Which headline was written by a computer?

A: FIFA to Decide on 2022 World Cup in March
B: Decision in March on 48-team 2022 World Cup, Says Infantino

What’s new: Researchers at Primer, an AI-driven document analysis company, introduced an NLP-powered automatic headline generator. In an appealing twist, some articles that human publishers had tried to tart up with clickbait — for instance, You’ll Never Guess Which U.S. Counties Grew the Fastest — the model gave a sensible, informative headline: MacKenzie County in North Dakota Had Highest Population Growth in Entire U.S.

How it works: A headline is a very short document summary. Summarizers come in two flavors. Extractive models use only sentences or phrases from the text itself, building summaries that are closely related to the source but may be narrow or off-point. Abstractive models create new text based on an independent dictionary, synthesizing fresh but potentially confused summaries. Primer developed a hybrid model that generates abstractive headlines using vocabulary found in the document.

  • The authors fine-tuned a Bert Question-Answer model from Hugging Face on 1.5 million news story/headline pairs drawn from sources including the New York Times, BBC, and CBC.
  • The model frames headline generation as a series of question-answer tasks. The question is the beginning of the headline and the answer is the passage that makes up the next part. The model iterates this process sequentially through the document.
  • The researchers also adapted the model to create bullet-point summaries of news articles, financial reports, and even movie plots — though not perfect. For instance, it declared that the character named Maverick in the 1986 Tom Cruise hit Top Gun enters a romantic relationship with his co-pilot Goose, rather than his instructor, per the actual plot.

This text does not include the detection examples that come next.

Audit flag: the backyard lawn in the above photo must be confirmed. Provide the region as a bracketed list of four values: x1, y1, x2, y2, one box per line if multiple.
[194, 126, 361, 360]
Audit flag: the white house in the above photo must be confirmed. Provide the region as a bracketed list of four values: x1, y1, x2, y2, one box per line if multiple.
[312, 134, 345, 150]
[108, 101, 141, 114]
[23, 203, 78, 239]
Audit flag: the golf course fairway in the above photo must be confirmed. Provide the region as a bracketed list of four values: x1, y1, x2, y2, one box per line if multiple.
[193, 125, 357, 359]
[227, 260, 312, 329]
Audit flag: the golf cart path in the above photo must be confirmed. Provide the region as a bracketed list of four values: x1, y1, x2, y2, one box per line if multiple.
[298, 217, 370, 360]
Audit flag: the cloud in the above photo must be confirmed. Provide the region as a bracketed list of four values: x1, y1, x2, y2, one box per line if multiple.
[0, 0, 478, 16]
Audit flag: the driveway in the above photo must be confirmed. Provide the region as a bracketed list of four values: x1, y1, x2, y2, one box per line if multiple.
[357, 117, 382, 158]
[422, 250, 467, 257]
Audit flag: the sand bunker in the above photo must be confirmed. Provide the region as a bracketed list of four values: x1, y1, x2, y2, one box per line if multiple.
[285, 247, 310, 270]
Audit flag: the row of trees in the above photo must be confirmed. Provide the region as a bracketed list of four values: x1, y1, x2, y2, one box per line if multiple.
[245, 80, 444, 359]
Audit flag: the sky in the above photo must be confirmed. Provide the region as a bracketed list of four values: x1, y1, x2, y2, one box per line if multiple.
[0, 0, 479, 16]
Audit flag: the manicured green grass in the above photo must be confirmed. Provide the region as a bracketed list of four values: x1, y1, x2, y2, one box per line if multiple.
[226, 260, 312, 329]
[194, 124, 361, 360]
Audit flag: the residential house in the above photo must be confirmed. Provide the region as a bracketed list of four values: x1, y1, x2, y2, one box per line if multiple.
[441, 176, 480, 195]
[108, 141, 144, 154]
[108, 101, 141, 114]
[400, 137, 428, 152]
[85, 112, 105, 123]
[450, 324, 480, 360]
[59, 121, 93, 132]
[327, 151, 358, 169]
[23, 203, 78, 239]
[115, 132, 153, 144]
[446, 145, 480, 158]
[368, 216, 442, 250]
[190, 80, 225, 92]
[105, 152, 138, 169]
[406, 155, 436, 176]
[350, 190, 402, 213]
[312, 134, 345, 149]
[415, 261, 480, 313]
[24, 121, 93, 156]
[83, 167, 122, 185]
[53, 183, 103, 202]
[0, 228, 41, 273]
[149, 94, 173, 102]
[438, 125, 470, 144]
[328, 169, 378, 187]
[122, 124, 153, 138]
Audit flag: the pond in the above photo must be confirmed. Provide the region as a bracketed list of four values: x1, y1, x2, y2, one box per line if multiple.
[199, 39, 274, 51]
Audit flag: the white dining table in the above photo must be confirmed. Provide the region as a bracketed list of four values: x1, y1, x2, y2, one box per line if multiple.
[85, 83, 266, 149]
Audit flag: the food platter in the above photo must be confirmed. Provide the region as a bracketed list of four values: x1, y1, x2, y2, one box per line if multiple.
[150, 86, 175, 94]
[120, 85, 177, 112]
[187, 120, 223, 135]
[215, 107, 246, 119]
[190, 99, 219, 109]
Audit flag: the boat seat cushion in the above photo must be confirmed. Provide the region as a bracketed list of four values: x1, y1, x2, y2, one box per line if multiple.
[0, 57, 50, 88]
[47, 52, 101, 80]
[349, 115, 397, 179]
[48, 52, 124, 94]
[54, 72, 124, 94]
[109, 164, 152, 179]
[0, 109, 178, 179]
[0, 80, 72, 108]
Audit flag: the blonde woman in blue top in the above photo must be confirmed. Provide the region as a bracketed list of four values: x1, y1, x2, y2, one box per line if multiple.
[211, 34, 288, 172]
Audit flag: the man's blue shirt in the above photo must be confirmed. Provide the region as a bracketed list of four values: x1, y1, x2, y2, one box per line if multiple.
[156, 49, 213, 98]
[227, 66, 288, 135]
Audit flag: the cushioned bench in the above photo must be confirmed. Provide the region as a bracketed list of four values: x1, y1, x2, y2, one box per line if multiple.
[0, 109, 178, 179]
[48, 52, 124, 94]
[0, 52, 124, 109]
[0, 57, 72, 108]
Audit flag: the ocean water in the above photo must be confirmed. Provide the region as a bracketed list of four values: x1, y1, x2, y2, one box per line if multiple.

Results: Human evaluators each read 100 news stories and graded two accompanying headlines, one written by a person and the other by the model. The computer-generated headlines scored slightly better overall. The model performed best on short-form journalism but stumbled on longer articles, probably because key information in longer items is more spread out.

Behind the News: Earlier headline generation methods mostly use an encoder-decoder to produce abstractive results. Unlike the new model, the encoder-decoder approach can generate any possible headline but risks poor grammar, factual inaccuracy, and general incoherence.

Why it matters: Imagine a world without clickbait!

We’re wondering: The computer wrote option A. Did you guess correctly?